Colombia is, indeed, violent -- though homicide has dramatically declined under Mr. Uribe. There were 17,198 murders in 2007. Of the dead, only 39 -- or 0.226 percent -- were even members of trade unions, let alone leaders or activists, according to the Colombian labor movement. (Union members make up just under 2 percent of the Colombian population.)

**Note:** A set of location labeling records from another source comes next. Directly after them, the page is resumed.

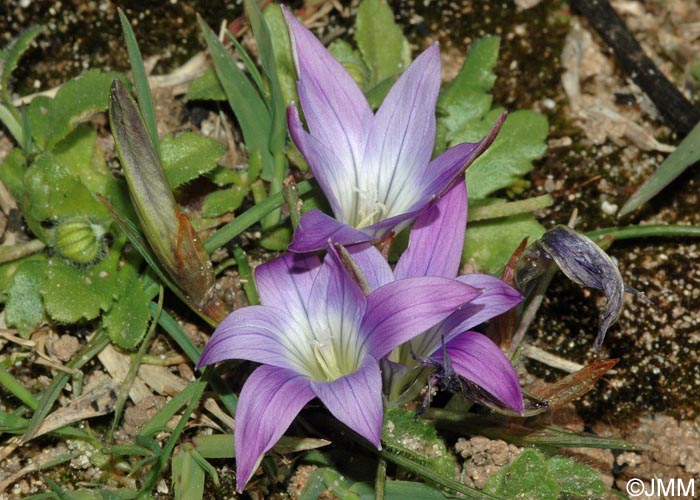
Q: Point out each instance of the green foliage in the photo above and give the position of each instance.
(533, 476)
(142, 88)
(686, 154)
(128, 318)
(281, 47)
(51, 120)
(9, 59)
(250, 109)
(520, 141)
(24, 309)
(73, 294)
(188, 156)
(383, 46)
(466, 116)
(418, 438)
(188, 476)
(206, 87)
(352, 61)
(53, 193)
(491, 243)
(12, 173)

This hardly suggests a campaign of anti-union terrorism in Colombia. Moreover, the number of trade unionists killed has fallen from a rate of about 200 per year before Mr. Uribe took office in 2002, despite a reported uptick in the past few months. (Arrests have already been made in three of this year's cases, according to Bogota.) And evidence is sparse that all, or even most, of the union dead were killed because of their labor organizing. As Mr. Sweeney and other critics note, precious few cases have been solved, which is hardly surprising given that Colombia's judicial system has been under attack from left-wing guerrillas, drug traffickers and right-wing death squads -- a war, we repeat, that Mr. Uribe has greatly contained. But in cases that have been prosecuted, the victims' union activity or presumed support for guerrillas has been the motive in fewer than half of the killings.

The Post says it all briefly. Even crudely presented as that, it hardly seems enough of a reason to stop the trade deal when China children factories are allowed to export to the world, and the US. Apparently Colombia's evil are much greater than workers exploitation in China, in a scale that was not seen since the XIX century worst hours of US capitalism. where are the Union Leaders of China? How often they visit and sit down with Sweeney and Pelosi to ask them for help in protecting China's workers rights? Maybe next in line after the Tibetan monks....

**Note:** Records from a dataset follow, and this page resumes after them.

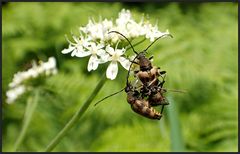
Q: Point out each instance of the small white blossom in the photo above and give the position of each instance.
(77, 48)
(95, 51)
(116, 56)
(96, 41)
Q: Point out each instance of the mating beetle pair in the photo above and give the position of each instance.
(150, 93)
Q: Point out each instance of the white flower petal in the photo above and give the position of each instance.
(92, 63)
(124, 62)
(112, 70)
(104, 58)
(65, 51)
(110, 50)
(120, 51)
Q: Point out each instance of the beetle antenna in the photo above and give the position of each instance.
(156, 40)
(125, 38)
(109, 96)
(175, 90)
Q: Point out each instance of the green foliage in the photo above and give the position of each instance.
(201, 58)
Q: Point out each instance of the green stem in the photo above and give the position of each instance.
(177, 143)
(75, 117)
(30, 108)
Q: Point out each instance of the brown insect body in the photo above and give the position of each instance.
(141, 106)
(151, 93)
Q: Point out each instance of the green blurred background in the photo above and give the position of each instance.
(202, 58)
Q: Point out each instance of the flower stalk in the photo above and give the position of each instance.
(30, 108)
(76, 116)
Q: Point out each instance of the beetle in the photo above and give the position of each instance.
(148, 75)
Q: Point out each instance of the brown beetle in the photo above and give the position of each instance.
(140, 105)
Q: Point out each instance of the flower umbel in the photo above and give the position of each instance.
(96, 42)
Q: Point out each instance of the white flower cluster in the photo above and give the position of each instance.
(17, 86)
(96, 42)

An April 10 letter to the editor from Tom Malinowski of Human Rights Watch suggested that we would not make such arguments "if death squads with ties to the U.S. government were targeting Post reporters for assassination." We like to think that our criticism would be energetic but fair, especially if the government was responding aggressively to such a campaign and the number of killings was declining. No fair-minded person can fail to note that Colombian unionists are far safer today than they used to be.

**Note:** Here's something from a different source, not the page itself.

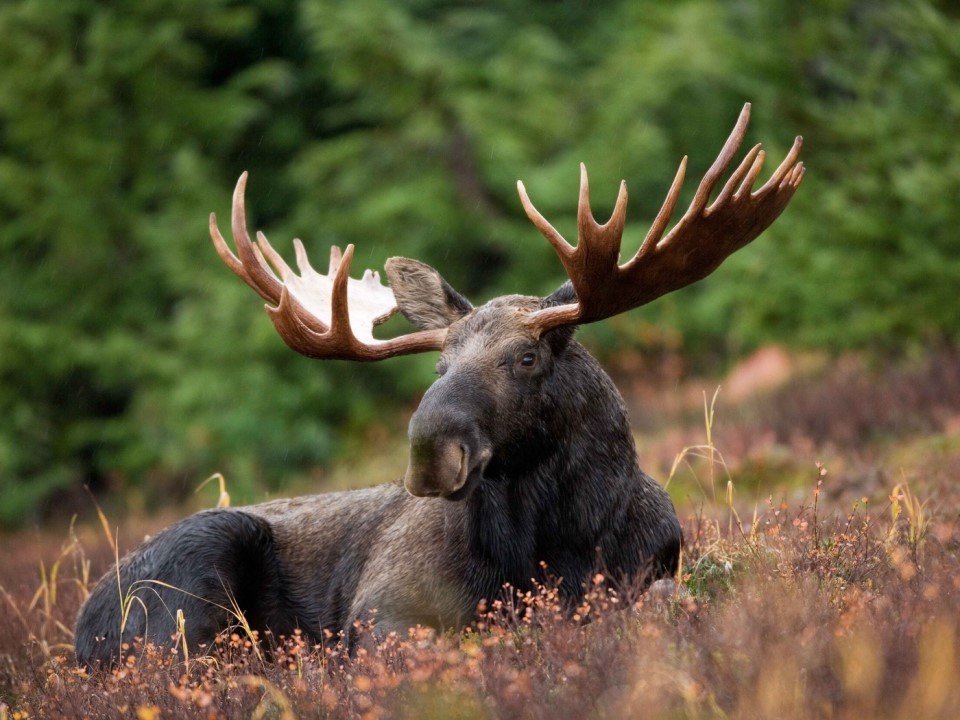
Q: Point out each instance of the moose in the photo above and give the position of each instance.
(521, 458)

This is kind of interesting. That the HRW Malinowski offers such an image is in fact perverse. We all know that journalists in Colombia and Mexico are routinely persecuted and killed by drug boss cartels and disgruntled politicians. The issue is completely different here and that Malinowski offers such a cruel and unnecessary comparison only proves the Post point: arguments against the FTA with Colombia have long ceased to be based on rationality.

There are two important countries at the north of South America. One, Colombia, has a democratic government that, with strong support from the Clinton and Bush administrations, has bravely sought to defeat brutal militias of the left and right and to safeguard human rights. The other, Venezuela, has a repressive government that has undermined media freedoms, forcibly nationalized industries, rallied opposition to the United States and, recent evidence suggests, supported terrorist groups inside Colombia. That U.S. unions, human rights groups and now Democrats would focus their criticism and advocacy on the former, to the benefit of the latter, shows how far they have departed from their own declared principles.

There, you have it, clear as water. The price the Democrats will pay for that is yet to be fully measured, but it will cost the US dearly. Trust me on that one. Again let me remind you that had Pelosi and her court in Congress be serious about their opposition they would have included time clauses or something to demand continued progress inside Colombia. But no, the objective was to sink a Bush proposal, one of the very few good ones he has had in 7 years. Partisanship at its worst.